How does it feel to be back to campus life at IIM Indore after the internship?
The minute I stepped inside the familiar winding roads of the campus life at IIM Indore, I was out of water, famished for food, and burdened by the task of shifting my belongings to my new abode. And so, at the mercy of the (thankfully functional) water cooler, the kindness of the mess owner who let me eat from the containers that were removed for the rest, and the assistance of the transportation staff who laboriously ferried us and our luggage to-and-fro those very winding roads, I found myself unpacking my cartons in a room where the previous owner’s graffiti still adorned the faded yellow walls.
After having settled down, I went for a walk when the blazing sun was somewhat bearable. Slowly it started coming back to me. The year that had gone by. It was hard not to cast back to when I had arrived here for the first time, nervous and bright-eyed, unsure but excited, scared but determined. It seemed like it had happened so long ago. This sense of distortion of time was a feeling many of my peers shared. Perhaps it had to do with how the campus was essentially a world within itself, ensconced from the rest.
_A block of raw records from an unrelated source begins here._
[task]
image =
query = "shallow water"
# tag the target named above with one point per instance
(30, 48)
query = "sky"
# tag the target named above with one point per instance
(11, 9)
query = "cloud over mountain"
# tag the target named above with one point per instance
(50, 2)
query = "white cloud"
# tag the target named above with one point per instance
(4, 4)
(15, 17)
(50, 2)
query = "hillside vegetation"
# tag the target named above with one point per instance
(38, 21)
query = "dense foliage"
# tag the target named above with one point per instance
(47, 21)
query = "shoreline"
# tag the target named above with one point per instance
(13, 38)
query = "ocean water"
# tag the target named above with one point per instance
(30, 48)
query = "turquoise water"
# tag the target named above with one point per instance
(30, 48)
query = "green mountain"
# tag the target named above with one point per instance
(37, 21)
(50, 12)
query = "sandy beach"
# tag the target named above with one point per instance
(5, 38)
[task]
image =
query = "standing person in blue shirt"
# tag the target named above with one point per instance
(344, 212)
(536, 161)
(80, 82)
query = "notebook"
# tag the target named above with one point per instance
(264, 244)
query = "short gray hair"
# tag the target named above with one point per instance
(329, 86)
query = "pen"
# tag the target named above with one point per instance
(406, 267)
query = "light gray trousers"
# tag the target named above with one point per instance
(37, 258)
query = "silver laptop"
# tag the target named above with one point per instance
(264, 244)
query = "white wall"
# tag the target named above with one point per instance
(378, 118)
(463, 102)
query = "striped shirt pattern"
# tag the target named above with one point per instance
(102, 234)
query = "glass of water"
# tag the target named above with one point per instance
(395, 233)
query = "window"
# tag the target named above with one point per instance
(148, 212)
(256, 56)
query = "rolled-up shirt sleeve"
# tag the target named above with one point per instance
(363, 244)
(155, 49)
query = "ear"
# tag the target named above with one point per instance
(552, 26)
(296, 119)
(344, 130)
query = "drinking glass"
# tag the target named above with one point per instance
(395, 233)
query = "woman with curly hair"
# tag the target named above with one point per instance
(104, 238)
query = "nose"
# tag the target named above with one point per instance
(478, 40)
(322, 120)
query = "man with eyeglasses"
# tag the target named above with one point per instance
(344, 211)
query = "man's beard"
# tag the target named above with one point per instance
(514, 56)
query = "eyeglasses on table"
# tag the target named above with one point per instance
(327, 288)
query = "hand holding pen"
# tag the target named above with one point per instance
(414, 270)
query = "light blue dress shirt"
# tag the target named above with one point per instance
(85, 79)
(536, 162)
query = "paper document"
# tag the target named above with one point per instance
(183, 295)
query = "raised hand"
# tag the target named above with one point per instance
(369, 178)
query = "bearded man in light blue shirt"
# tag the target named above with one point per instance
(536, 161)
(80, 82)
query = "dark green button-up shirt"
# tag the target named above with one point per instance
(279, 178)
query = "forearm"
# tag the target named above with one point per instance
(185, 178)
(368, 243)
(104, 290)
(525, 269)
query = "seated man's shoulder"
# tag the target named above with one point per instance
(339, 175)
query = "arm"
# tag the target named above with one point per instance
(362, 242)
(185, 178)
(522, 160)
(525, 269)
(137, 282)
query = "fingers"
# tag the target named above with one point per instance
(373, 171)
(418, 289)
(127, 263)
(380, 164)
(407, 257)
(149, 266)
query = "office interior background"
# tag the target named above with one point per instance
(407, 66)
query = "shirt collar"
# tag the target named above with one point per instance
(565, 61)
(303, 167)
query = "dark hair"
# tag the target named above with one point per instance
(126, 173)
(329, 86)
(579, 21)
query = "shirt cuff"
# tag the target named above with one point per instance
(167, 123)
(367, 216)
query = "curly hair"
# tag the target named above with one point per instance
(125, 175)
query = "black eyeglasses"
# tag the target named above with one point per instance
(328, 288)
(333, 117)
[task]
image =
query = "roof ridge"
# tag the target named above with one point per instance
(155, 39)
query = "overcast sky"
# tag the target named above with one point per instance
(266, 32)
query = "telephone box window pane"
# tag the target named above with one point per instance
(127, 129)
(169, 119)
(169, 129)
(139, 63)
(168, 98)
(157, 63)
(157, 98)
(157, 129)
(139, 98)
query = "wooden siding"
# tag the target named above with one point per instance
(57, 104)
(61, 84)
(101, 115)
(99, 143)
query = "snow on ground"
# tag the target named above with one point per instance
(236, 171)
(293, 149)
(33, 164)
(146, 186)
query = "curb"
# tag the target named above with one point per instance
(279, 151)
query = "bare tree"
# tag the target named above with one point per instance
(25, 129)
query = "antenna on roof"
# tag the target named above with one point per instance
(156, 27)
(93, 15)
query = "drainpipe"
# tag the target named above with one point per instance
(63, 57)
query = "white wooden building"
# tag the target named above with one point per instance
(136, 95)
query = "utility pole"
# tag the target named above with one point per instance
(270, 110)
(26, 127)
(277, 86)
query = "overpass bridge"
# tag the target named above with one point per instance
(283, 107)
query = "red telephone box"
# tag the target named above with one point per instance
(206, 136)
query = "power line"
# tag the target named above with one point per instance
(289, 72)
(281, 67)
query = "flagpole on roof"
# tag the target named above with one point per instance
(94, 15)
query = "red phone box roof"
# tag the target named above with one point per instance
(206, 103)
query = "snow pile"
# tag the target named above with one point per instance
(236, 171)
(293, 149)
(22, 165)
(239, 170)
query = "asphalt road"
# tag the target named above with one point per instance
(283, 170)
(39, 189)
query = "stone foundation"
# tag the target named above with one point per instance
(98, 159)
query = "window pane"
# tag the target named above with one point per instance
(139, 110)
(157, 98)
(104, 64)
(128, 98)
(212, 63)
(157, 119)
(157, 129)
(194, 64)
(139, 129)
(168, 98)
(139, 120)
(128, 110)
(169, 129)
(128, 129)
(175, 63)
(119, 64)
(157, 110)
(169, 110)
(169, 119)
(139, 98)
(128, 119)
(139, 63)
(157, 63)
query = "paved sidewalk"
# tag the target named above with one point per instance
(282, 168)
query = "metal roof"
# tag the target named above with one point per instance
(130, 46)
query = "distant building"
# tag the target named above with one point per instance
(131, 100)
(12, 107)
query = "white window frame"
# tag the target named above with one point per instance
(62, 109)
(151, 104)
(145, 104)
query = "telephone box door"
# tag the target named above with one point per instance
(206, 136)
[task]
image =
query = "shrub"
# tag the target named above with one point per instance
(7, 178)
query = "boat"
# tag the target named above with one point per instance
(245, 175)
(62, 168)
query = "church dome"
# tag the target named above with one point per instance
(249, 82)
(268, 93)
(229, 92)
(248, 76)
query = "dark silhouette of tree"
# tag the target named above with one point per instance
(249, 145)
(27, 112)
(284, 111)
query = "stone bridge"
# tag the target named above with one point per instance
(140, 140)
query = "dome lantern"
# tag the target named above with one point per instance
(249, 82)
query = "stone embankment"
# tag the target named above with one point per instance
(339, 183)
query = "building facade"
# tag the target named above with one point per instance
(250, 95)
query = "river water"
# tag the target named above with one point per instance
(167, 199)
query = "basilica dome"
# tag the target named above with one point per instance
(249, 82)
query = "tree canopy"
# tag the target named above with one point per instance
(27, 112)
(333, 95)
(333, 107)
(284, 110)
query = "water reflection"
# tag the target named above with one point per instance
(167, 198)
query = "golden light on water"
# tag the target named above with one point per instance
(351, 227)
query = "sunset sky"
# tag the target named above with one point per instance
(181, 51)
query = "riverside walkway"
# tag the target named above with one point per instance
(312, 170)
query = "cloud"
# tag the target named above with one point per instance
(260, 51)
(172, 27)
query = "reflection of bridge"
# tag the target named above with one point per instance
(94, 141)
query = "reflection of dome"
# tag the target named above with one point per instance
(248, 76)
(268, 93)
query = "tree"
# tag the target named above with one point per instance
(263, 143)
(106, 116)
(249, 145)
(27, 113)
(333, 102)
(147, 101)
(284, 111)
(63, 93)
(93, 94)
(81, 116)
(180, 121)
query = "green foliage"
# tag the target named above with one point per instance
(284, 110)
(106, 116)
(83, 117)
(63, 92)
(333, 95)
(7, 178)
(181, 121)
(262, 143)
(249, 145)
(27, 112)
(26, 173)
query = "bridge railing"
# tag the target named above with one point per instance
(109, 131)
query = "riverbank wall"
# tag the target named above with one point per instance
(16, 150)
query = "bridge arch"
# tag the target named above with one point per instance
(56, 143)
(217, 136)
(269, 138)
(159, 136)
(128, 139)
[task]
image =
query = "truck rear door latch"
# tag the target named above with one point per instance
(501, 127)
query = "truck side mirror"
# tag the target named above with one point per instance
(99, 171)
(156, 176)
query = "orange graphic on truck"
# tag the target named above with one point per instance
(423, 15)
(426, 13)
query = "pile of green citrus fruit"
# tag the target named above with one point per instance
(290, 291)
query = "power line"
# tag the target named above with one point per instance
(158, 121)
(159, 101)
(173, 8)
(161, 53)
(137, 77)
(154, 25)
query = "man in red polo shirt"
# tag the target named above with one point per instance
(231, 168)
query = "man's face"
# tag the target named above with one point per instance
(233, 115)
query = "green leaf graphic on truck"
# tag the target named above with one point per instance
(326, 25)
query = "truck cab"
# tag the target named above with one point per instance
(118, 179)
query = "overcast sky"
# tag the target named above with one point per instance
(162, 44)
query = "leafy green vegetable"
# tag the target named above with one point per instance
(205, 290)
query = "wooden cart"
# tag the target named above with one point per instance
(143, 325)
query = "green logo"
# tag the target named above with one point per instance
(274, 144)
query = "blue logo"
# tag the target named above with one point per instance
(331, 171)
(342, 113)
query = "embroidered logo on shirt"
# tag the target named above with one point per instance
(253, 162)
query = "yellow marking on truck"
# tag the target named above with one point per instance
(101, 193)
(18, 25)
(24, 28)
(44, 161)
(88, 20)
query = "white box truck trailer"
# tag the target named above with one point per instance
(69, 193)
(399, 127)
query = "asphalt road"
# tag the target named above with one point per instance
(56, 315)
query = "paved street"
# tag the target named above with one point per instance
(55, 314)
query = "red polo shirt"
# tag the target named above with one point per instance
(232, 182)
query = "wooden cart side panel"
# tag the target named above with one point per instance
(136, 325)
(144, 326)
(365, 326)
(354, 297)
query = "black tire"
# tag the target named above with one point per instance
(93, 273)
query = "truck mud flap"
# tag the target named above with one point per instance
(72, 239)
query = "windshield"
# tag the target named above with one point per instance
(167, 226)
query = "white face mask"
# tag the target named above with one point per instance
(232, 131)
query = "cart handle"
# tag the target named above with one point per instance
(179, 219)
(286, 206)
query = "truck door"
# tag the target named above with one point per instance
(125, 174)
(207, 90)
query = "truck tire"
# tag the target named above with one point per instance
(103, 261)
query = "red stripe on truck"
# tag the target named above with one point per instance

In the evening, we sat together, and like war veterans, traded internship stories. Complexity of challenges, eccentricities of colleagues, inedibility of canteens – all found their way into the narrations.
We commiserated over the state of our new abodes, discussing if the plaster was flaky, fan was noisy or tubelight too dim. Once we had successfully caught up on the day’s quota of conversations, we slowly retired to our rooms. Despite joking about how I would snore off into oblivion post the exhaustion of the day, I wound up wide awake early in the morning. I slipped back into my usual routine much more effortlessly than I had anticipated. The day went by as many had the year before.
Barely 24 hours back, I couldn’t even tell that I had left this place for a while. The professors certainly didn’t let us feel as though we had missed a beat. Very soon, the usual rush of classes, assignments, group discussions, quizzes and the rest started. A fortnight flew by in a blur.
My whiteboard is slowly raking up more and more tasks to do. My desk is starting to be a tad more disheveled. I am well and truly entrenched in this world again. I sit on my desk, writing this at 2 in the night. My window offers me a view of the prominent eating joint on the campus where people are busy chatting away as the sizzle of spices and smoke on the pots and pans add to the sounds. There are banners welcoming the incoming batch. New faces have starting trickling inside the campus, nervous and bright-eyed, unsure but excited, scared but determined. I feel as though I’ve come full circle.
Even though I had had it all planned out, my ill-fated tribute to my campus didn’t see the light of Instagram. But like life inside this place, you take your (overambitious) plans and you improvise. And so, I am. While this article is nowhere near the pristine image my filtered social media photo would have presented, it is an honest depiction of all those little things that make it more than the sum of its parts.
Coming back to the campus has brought me back to that atmosphere of messy, caffeine fuelled, timebound, work-laden, sleep-deprived nights. And I wouldn’t have it any other way.